Moments after taking the checkered flag in November at Martinsville Speedway, Alex Bowman had a visitor join him on the front stretch.
Denny Hamlin, whom Bowman bumped out of the lead with eight laps to go before winning in overtime, drove toward Bowman’s car. Bowman spun out of Hamlin’s way and his car briefly locked front bumpers with Hamlin’s before Hamlin backed up and drove off.
Hamlin was still able to clinch a spot in the Championship 4 (so did Chase Elliott and Martin Truex Jr., all of whom joined Kyle Larson). But that didn’t stop Hamlin from lighting into Bowman, calling him a “hack” that “gets his ass kicked by his teammates every week.”
Bowman said his contact with Hamlin wasn’t intentional, but also noted Hamlin’s own history at Martinsville: “He’s been on the other side of that. He’s crashed guys here for wins. I hate doing it. Obviously, I don’t want to crash somebody and I just got loose underneath and spun him out.”
The pit stop of a lifetime
Kyle Larson put it clearly after winning the season finale at Phoenix Raceway to claim his first series title: Without his final pit stop, he and the No. 5 Hendrick Motorsports team would not be champions.

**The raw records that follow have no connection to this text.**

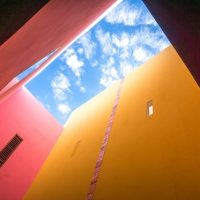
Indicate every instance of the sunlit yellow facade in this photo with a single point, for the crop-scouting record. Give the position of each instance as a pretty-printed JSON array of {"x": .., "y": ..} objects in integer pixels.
[{"x": 154, "y": 157}]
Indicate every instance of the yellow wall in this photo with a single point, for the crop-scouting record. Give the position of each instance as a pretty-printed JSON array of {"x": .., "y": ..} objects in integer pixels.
[{"x": 148, "y": 157}]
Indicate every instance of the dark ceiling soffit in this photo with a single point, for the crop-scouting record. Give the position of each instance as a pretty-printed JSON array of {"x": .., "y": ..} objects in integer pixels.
[
  {"x": 14, "y": 14},
  {"x": 180, "y": 21}
]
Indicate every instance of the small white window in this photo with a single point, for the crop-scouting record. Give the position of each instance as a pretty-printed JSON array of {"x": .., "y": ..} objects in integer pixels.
[{"x": 149, "y": 108}]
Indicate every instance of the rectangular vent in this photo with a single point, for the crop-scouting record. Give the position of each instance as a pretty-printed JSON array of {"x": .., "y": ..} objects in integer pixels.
[
  {"x": 150, "y": 108},
  {"x": 6, "y": 152}
]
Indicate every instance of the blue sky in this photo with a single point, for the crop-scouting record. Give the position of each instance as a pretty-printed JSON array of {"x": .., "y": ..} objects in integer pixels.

For much of the race, Larson’s car was down on performance and needed continuous adjustments. But he had two elements in his favor: A strong pit crew and the No. 1 stall on pit road, earned by winning pole position.
It all came together after a caution for debris with 30 laps to go. Larson entered pit road fourth, worst among the Championship 4 drivers. He came out first after his pit crew changed four tires in 11.8 seconds, their second-fastest stop of the year.
That was all Larson needed. He led the final, 24-lap sprint to the finish to cap off his historic season.